JSPs, XML, and Other Endangered Species
Now the app was failing to render, so I knew it was time to look to the JSPs. In fact, the Struts 1 Template tags had been retired in favor of Struts Tiles. That meant a whole host of changes to the JSP files would be required.
Although OpenRewrite doesn’t parse JSPs, I was still able to automate into my recipe by using the text-based FindAndReplace
recipe to do some regex magic.
And finally, for the XML config files (web.xml
, struts-config.xml
, and Tomcat 11's server.xml
), I used some XML recipes to make the necessary changes, and some Create*File
recipes to drop in the new ones.
It's Alive... Again
After all the dust settled, the project now:
- Builds cleanly with Gradle
- Includes a build step within Docker Compose
- Runs on Java 21 / Tomcat 11
- Uses Struts 1.5 (Reloaded)
Is it modern? Not really. But it does compile cleanly, deploy reproducibly, and doesn’t require completely ancient toolchains to run. I'm quite proud that (after manually setting up Gradle) I completely automated all of the changes using only OpenRewrite. It was all refactored through deterministic, repeatable automation. No frog DNA required.
Evolution, Meet Ambition (and Chaos Theory)

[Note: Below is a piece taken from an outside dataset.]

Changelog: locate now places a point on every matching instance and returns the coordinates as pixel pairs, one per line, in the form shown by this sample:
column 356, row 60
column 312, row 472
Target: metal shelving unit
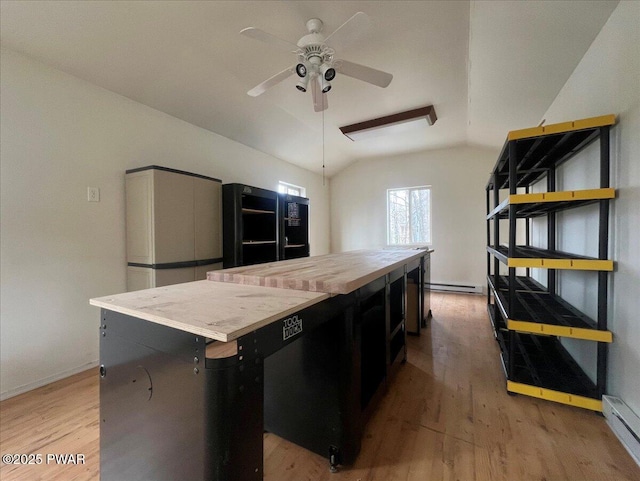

There’s a point in every old-code resurrection where you remember Dr. Ian Malcolm again. Just because you can modernize something, doesn’t mean you should.
That said, though, I’m probably not done experimenting. Some next steps I’m considering:
- Swap MySQL for Postgres. (Probably only config changes?)
- Skip right over Struts 2 and try a Spring Boot migration, just to see how far automation can carry it.
- Move off of JSPs to...something else?
Each attempt is both an exercise and a curiosity test: how much of this can be done through recipes rather than rewriting by hand?
Part 1 was the resurrection; this sequel is the evolution. Give it a few more transformations and I'll have my own cinematic universe.